Certain steps must be taken in order to ensure that a database operates to its full potential. The developer must decide on the right level of normalization. Once a database is fully normalized, denormalization can be used to improve performance. Denormalization comes with some negative aspects. However, the denormalization process can help a database by adding more information and capabilities.
Developers ask several questions to determine the appropriate level of normalization for a database. For example: What data should be stored in the database? How will the user access the database? What privileges does the user require? How should the data be grouped in the database? What information in the database is most commonly accessed? How is all information related in the database? What measures should be taken to ensure the data is accurate?
Normalization, a concept developed by E.F Codd, is the method of eliminating redundancy in the fields and tables of a database. The normalization process usually involves dividing larger tables into smaller tables. Once the smaller tables are established the relationships between the tables are defined.

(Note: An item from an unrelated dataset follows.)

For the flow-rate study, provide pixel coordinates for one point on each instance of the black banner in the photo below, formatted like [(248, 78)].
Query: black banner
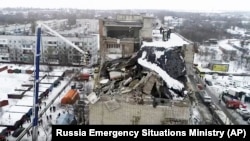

Each level of normalization has a different purpose. The goal of the first normal form (1NF) is to divide the base data into logical units called tables. Once each table has been designed, a primary key is assigned to most or all tables. Second normal form (2NF) seeks to take data that is partly dependent on the primary key then enter the data into another table. The (3NF) third normal form objective is to remove data in a table that is not dependent on the primary key. After the database is normalized to the appropriate level a developer can denormalize data as needed.
Denormalization is the process of optimizing database performance by adding redundant data or by grouping data.The goal of denormalization is to eliminate the inefficiencies in a database. Examples of denormalization include: Materialised views were the “many” objects in a one-to-many relationship as an attribute of the “one” relation. Also, the star schema consists of one or more fact tables referencing any number of dimension tables.
However, Denormalization carries certain risks. It can only be accomplished with good knowledge of the database. Also, denormalization should only be conducted if performance problems indicate that it is needed. Once also must consider the amount of effort needed to denormalize a database and update changes.
Certain disadvantages of denormalization exist as well. Normally database updates occur more slowly. Also, because denormalization is database specific it must be constantly reevaluated when the database changes. Lastly, denormalization can increase the size of tables slowing information retrieval.
However, there are great advantages to denormalization of a database. Denormalization improves the database performance in many ways. It cuts down on the need for joins. Denormalization also improves reading data because it is readily available.